I tend to study openings just so I can understand the strategic goals for both sides. It makes sense to have a rudimentary understanding of the opening so you can reach a comfortable middlegame without being lost on what to do. Whether or not your opponent knows the opening is irrelevant. If he/she deviates from lack of knowledge, you still understand what the point of your opening was & the goals you're trying to reach, so you play sensibly & logically under such deviations. In other words, you know what your plan of attack is, which comes from experience in the middlegame structures you learned to reach from the opening.
That being said, you still have to give equal time to tactics and endgame. Spending time on all three of these phases is obviously the best way to go. Dismissing any one of them, including openings, will only hurt your game.
by the way who needs to study openings when you have game explorer
that explore has led me to some horrible positions by me following the statistically "better" moves! i think you should know the basic ideas behind a variety of openings but memorizing long lines and variations should be left for the serious players not patzers like me :)
I am not good in openings, I play d4 Nf3 and try to get the knights out my neighbourhood, by doing a3 h3 or a6 h6 with black
I had an interesting discussion with a class A player in my area recently. I had just come out of a tournament where I had terrible results.
Prior to that I spent most of my study time on tactics and had been going over annotated master games related to the openings I play. I was showing him my games and asking him his opinion.
Anyhow, he told me that he had gotten to class A with hardly any tactical study at all, which I found hard to believe, but he said that most of his serious study involved developing his opening systems with the aid of a chess engine, database, and opening books along with lots of game play. He thought that my problem was largely a matter of not being well versed enough in my opening systems of choice. He does play more positional openings, but again, I was surprised at the nature of his advice, since just the week before I had talked to another strong player who thought any club player looking to improve should just gambit it up. (the usual tactics/tactics advice)

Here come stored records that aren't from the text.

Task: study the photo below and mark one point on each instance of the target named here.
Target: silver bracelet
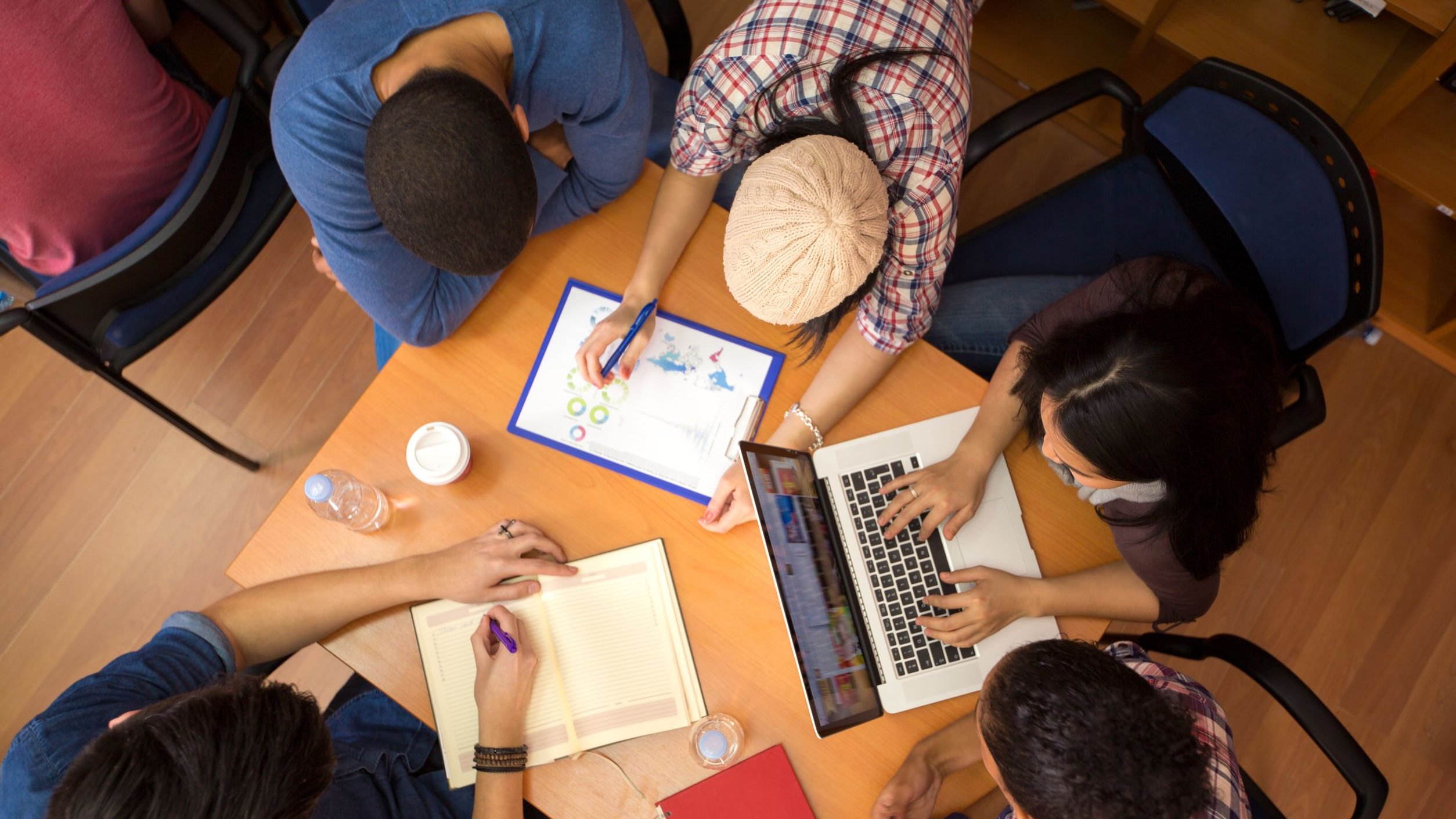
(819, 436)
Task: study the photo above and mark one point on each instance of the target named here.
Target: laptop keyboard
(902, 572)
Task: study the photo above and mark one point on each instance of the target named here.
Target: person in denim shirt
(174, 729)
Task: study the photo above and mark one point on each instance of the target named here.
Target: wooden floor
(110, 519)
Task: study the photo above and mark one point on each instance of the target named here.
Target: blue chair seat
(1117, 212)
(136, 324)
(159, 218)
(133, 325)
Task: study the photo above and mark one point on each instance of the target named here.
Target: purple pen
(504, 637)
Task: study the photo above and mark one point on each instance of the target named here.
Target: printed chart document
(612, 652)
(694, 396)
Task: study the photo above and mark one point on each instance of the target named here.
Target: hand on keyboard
(992, 605)
(947, 493)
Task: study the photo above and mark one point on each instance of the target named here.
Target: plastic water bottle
(338, 496)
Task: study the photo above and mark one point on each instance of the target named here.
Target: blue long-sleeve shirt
(574, 62)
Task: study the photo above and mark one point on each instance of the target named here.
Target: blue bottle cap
(318, 488)
(712, 743)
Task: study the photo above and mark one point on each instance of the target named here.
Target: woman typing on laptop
(1154, 391)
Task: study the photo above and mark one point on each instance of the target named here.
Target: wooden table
(727, 594)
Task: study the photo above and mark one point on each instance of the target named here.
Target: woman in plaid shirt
(889, 78)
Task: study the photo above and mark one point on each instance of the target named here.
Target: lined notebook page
(624, 674)
(618, 636)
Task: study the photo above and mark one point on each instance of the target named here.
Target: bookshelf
(1432, 16)
(1375, 76)
(1419, 148)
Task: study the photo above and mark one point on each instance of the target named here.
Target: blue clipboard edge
(770, 379)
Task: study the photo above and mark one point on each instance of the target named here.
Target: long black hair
(842, 120)
(1078, 734)
(1183, 387)
(244, 748)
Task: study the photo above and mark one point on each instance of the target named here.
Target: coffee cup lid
(437, 454)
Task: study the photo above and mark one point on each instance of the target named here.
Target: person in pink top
(95, 135)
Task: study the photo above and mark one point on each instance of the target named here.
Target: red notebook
(762, 786)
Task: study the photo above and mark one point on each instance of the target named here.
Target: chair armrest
(1295, 697)
(676, 35)
(1047, 104)
(238, 35)
(1306, 413)
(13, 318)
(273, 63)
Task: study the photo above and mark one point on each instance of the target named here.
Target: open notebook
(612, 652)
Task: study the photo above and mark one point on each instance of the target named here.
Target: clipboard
(734, 420)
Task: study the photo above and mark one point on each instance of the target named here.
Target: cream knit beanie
(807, 228)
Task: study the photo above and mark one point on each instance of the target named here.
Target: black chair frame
(75, 319)
(1337, 155)
(1328, 734)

Anyway, I think that when people talk about wasting time studying openings, it's advice that applies more to the type of player who is constantly switching from one opening to another and neglecting other aspects of the game, and not so much the guy who commits to slowly learning a given system over a longer period of time.
The opening is pretty important. I don't think it's a waste of time studying them at all. I like to play the Trompowsky attack as white, and the Scandinavian defence as black.
I'm pretty new to chess and I've looked into studying openings and I was overwhelmed by how many different openings there are. Where do you start?